"Это одна из величайших нелепостей. Видеть причину борьбы между Бриссо и Робеспьером в их личном соперничестве может только идеолог, не имеющий никакого представления об экономической подоплеке революции и совершенно не понимающий образа мыслей, противоположного идейного содержания обоих этих политиков. Кто возьмет на себя труд проследить взгляды обоих этих деятелей и их отношение к вопросам времени, тот, напротив, удивится, что они так долго могли идти рядом. В чем же коренятся в таком случае мотивы этой партийной розни, мотивы борьбы отдельных направлений друг с другом? Они коренятся в классовых противоположностях, обусловленных разнообразием экономических условий существования и положением отдельных групп в общем экономическом процессе и вытекавшей отсюда общностью или враждебностью интересов".
Дальнейшая эволюция все более обостряла эти возникшие уже в эпоху французской революции классовые противоположности, как яснее ясного видно в истории всех европейских государств, начиная с середины истекшего столетия. Противоречия, столкнувшиеся в грандиозной революционной драме на склоне XVIII столетия, "не устранены и поныне, так что современная борьба является во многих отношениях лишь продолжением борьбы 1789 –94 гг.".
В политических формах, к которым привел отдельные государства в их совокупности грандиозный переворот, сказалось если не раньше всего, то во всяком случае для всех наглядно, что действительность была сильнее идей...
Проблема века состояла в том, чтобы подчинить отныне политическую власть исключительно интересам победоносной буржуазии. Эта цель была в самом деле достигнута. Интересы капитала стали отныне единственными решающими во всех государствах. Однако в политических организациях эта черта везде – за исключением Америки – завуалирована компромиссом с силами прошлого. Государственной формой, лучше всего соответствовавшей бы совершенно изменившимся экономическим условиям, была бы буржуазная республика, парламентарное управление, в котором всегда ясно обнаруживалась бы воля всех и соблюдались бы интересы не отдельных классов, а всех.
Таков и был первоначальный идеал.
Ради этой цели участвовали с никогда не ослабевавшим вдохновением во всех революциях народные массы. И всегда в день победы провозглашалась именно эта цель, в 1793, в 1830 и в 1848 гг. Как бы ни были радикальны по существу все эти перевороты, в конце концов, однако, довольствовались тем, что новое вино вливали в старые мехи. Буржуазия приобщала в большинстве случаев к новой форме монархическую власть, а с ней и тот класс, который последняя воплощала, – все еще полуфеодальное дворянство. Правда, путем конституционного строя буржуазия подчиняла своим интересам и дворянство, но она сохранила за дворянством и монархией фикцию власти. Чем слабее чувствовала себя буржуазия, тем более призрачной была эта фикция.

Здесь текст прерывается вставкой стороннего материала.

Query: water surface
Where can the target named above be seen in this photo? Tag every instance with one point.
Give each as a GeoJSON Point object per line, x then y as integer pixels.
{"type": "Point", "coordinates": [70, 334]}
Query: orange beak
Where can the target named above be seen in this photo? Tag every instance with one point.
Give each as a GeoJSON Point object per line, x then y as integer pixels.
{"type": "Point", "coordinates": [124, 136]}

Раньше и ярче, чем в других странах, монархическая власть была подчинена интересам буржуазии в Англии, но именно интересам только буржуазии, а не всего народа. Так называемая славная революция 1688 г. получила от буржуазных историков этот почетный эпитет на том основании, что она представляла компромисс между короной и буржуазией, то есть между финансовыми силами, при этом первая соглашалась быть исполнительницей воли парламента, следовательно, воли буржуазии. Хотя потом английская монархия часто и пыталась повернуть колесо истории назад – до сих пор она не смогла внести существенных изменений в продиктованную ей революцией роль. Гладстон мог спокойно бросить в лицо лордам гордое слово: пока я пользуюсь доверием нижней палаты, мое положение прочно.

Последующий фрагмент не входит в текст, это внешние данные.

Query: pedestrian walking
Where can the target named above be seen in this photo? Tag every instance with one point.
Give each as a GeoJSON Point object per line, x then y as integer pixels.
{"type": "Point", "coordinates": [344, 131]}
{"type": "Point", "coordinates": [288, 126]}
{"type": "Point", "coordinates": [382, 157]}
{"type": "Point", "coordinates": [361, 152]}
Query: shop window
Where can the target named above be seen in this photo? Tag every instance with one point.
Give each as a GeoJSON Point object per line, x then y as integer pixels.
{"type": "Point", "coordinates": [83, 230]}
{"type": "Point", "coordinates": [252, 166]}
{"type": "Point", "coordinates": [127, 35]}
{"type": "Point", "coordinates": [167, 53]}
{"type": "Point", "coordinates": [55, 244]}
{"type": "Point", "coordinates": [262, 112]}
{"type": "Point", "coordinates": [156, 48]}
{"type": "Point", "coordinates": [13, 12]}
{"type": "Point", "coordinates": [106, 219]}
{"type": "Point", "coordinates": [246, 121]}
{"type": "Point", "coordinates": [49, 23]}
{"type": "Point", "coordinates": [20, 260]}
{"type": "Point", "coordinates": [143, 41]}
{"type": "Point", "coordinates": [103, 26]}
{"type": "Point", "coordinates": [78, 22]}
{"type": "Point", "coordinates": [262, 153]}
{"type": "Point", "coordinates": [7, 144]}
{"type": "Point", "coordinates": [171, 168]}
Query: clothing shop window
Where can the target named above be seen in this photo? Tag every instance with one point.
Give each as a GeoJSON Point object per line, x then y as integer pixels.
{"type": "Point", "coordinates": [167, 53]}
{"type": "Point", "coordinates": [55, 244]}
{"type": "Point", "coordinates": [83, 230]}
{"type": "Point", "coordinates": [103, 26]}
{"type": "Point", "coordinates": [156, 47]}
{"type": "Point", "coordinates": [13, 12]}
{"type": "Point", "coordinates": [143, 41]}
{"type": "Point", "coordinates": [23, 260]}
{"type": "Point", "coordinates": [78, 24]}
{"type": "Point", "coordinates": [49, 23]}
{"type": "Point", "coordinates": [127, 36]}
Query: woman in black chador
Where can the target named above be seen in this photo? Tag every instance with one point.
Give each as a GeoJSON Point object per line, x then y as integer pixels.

Во Франции монархия была, правда, в 1870 г. совершенно упразднена и официальной носительницей власти стала буржуазия, но до этой эпохи компромиссы следовали за компромиссами, доставлявшими долгое время наибольшие преимущества монархии, так что последняя надолго могла себе присваивать самые ярко выраженные абсолютистские приемы и манеры. Уступки, во Франции лишь временно сделанные силам прошлого, остались в Германии правилом до настоящего времени.

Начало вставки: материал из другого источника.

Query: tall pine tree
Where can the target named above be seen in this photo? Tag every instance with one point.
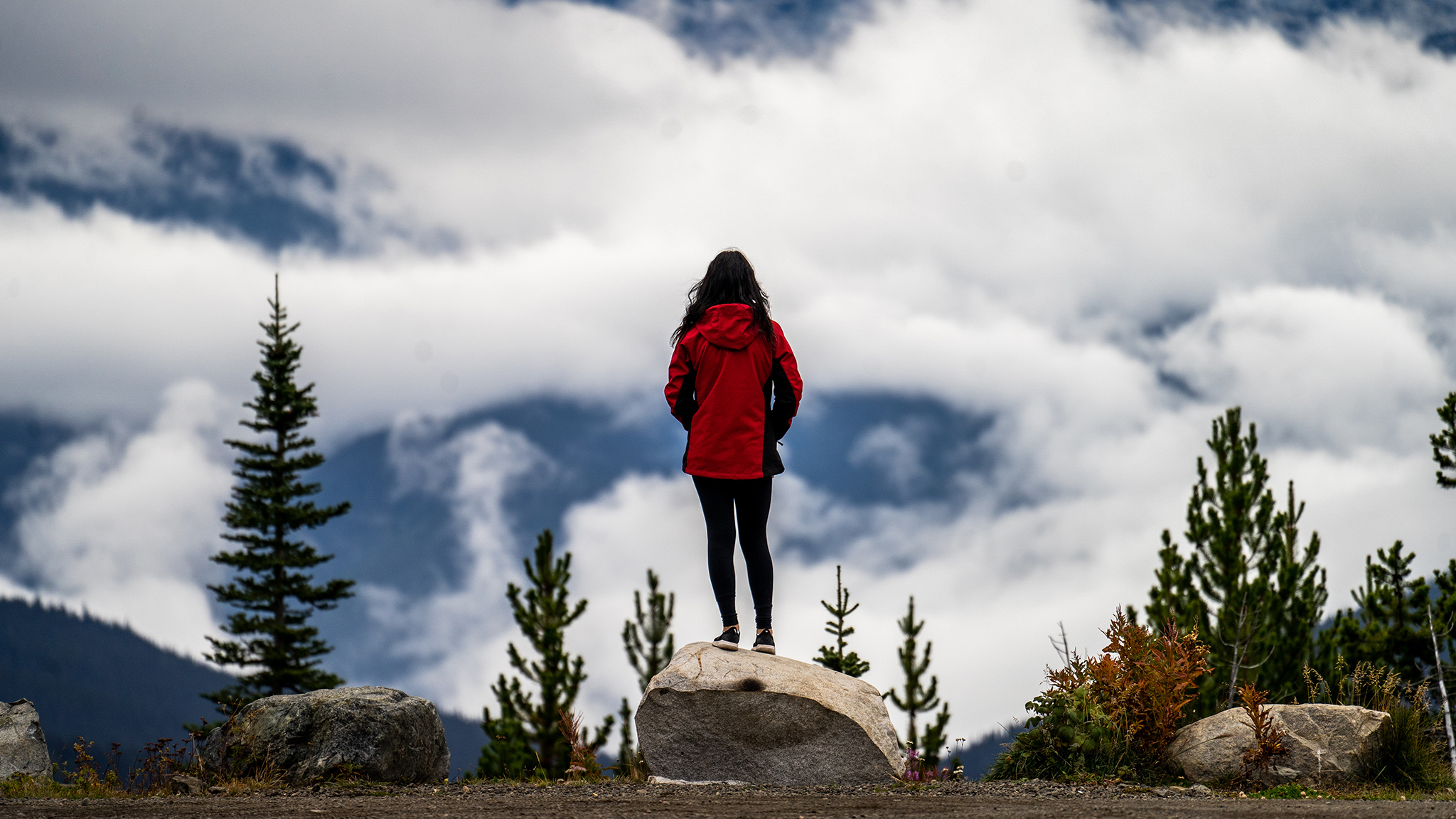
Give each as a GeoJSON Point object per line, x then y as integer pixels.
{"type": "Point", "coordinates": [268, 510]}
{"type": "Point", "coordinates": [1248, 587]}
{"type": "Point", "coordinates": [526, 735]}
{"type": "Point", "coordinates": [916, 697]}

Немецкая буржуазия устроила с абсолютизмом компромисс наиболее плачевный и жалкий. Правда, и она низвела дворянина-юнкера до степени простой преторианской гвардии, все назначение которой сводится к тому, чтобы защищать ее прибыль от посягательств неимущих классов. Но такой порядок вещей вообще коренится в сущности капиталистического века, в котором все подчинено интересам капиталистической прибыли, следовательно, также и самые условия существования короны и юнкерства. Превращение политической власти в служебный аппарат капитала не является, таким образом, подвигом именно немецкой буржуазии. Особый же ее позор в том, что буржуазия позволяет юнкерству исполнять эту функцию унизительным для нее образом.